Лицо Чарнецкого носило следы сильной оспы, и в минуту забот или тревоги оно покрывалось белыми и темными пятнами. Черты лица его вообще были резки – очень высокий лоб с юпитерскими бровями, загнутый нос и пронизывающий взгляд, – и, когда появлялись эти пятна, он становился почти страшен. Казаки в свое время называли его «пестрым псом», но на самом деле он был скорее похож на пестрого орла. Когда, бывало, он вел своих солдат в атаку, в развевающейся, наподобие гигантских крыльев, бурке, тогда это сходство поражало и своих и неприятелей. Он возбуждал страх и в тех и в других. Во время казацких войн предводители сильных отрядов теряли голову, когда им приходилось действовать против Чарнецкого. Боялся его и сам Хмельницкий, а особенно советов, которые он давал королю. Из-за них-то казаки и потерпели такое страшное поражение под Берестечком. Но слава его и стала расти после берестецкой битвы, когда он вместе с татарами, точно пламя, носился по степям, истреблял толпы бунтовщиков, брал штурмом крепости, города, окопы, с быстротой ветра переносился с одного конца Украины на другой.
С тем же неутомимым бешенством терзал он теперь и шведов. «Чарнецкий не перебьет, а выкрадет у меня войско по частям!» – говорил Карл-Густав. Но именно теперь Чарнецкому и надоело выкрадывать; по его мнению, настало уже время бить, но у него совсем не было пушек и пехоты, без которых нельзя было ничего предпринять, поэтому он так и хотел соединиться с Любомирским, у которого, правда, пушек было немного, но который вел с собой пехоту, состоявшую из горцев. Пехота эта хотя и не была еще достаточно обучена, но уже не раз бывала в деле и могла, в случае надобности, пригодиться против несравненной пехоты Карла-Густава.
И пан Чарнецкий был как в лихорадке.

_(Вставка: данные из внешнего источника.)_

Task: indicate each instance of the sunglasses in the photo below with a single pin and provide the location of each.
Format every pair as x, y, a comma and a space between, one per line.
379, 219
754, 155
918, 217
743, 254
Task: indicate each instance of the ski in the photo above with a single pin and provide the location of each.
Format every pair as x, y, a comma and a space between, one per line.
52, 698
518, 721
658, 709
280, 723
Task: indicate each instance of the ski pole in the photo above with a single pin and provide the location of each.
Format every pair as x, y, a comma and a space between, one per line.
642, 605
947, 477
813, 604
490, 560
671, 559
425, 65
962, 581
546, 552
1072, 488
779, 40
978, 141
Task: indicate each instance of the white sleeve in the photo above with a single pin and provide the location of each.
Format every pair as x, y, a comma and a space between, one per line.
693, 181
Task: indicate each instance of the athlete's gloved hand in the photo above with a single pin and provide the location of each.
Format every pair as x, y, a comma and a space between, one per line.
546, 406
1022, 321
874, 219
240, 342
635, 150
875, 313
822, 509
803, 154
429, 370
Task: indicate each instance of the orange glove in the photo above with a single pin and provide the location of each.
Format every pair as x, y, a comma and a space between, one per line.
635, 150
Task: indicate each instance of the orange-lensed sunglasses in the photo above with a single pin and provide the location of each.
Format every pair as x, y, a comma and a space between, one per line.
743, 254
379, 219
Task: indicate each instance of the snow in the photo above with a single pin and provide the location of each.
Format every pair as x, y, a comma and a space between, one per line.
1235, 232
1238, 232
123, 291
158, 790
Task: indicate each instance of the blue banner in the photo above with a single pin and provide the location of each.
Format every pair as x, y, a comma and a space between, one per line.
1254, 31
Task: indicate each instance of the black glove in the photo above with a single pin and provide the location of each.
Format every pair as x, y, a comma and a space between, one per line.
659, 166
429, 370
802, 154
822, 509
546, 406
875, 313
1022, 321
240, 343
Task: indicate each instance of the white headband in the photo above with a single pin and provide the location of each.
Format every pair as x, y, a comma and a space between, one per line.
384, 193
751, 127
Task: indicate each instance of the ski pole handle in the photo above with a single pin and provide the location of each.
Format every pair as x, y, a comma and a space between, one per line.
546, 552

Наконец, не будучи в состоянии дольше высидеть в своей квартире, он вышел на крыльцо и, заметив Поляновского и Володыевского, спросил:
– А что, не видно послов?
– Им, значит, рады там! – ответил Володыевский.
– Им-то, может быть, и рады, но не мне; иначе пан маршал прислал бы с ответом своих послов.
– Пан каштелян, – сказал Поляновский, пользовавшийся большим доверием Чарнецкого, – чего беспокоиться? Придет маршал – хорошо, а не придет – будем действовать по-прежнему. Из шведского горшка и так уже кровь течет; а ведь известно, что раз горшок течет, то из него все вытечет.
– Да ведь и Речь Посполитая течет! – ответил на это Чарнецкий. – Если шведы теперь ускользнут, к ним придет помощь из Пруссии, и мы упустим случай. – Сказав это, он ударил себя по бедрам, что всегда было у него признаком нетерпения.
В это время вдали послышался лошадиный топот и бас Заглобы, который напевал:
Каська шла вечор домой,Стах за нею: стой да стой!Ты меня к себе пусти,Да согрей, да обними!На дворе метель метет,Ветер с ног, гляди, сшибет,Мне далече до двора,Так впусти, что ль, до утра!– Добрый знак! Весело возвращаются! – воскликнул Поляновский.
А послы, увидев каштеляна, соскочили с коней и отдали их слуге, а сами быстро пошли к крыльцу. Вдруг Заглоба подбросил свою шапку вверх и закричал, так удачно подражая голосу маршала, что если бы кто не видел его, то мог бы ошибиться:
– Да здравствует пан Чарнецкий, наш вождь!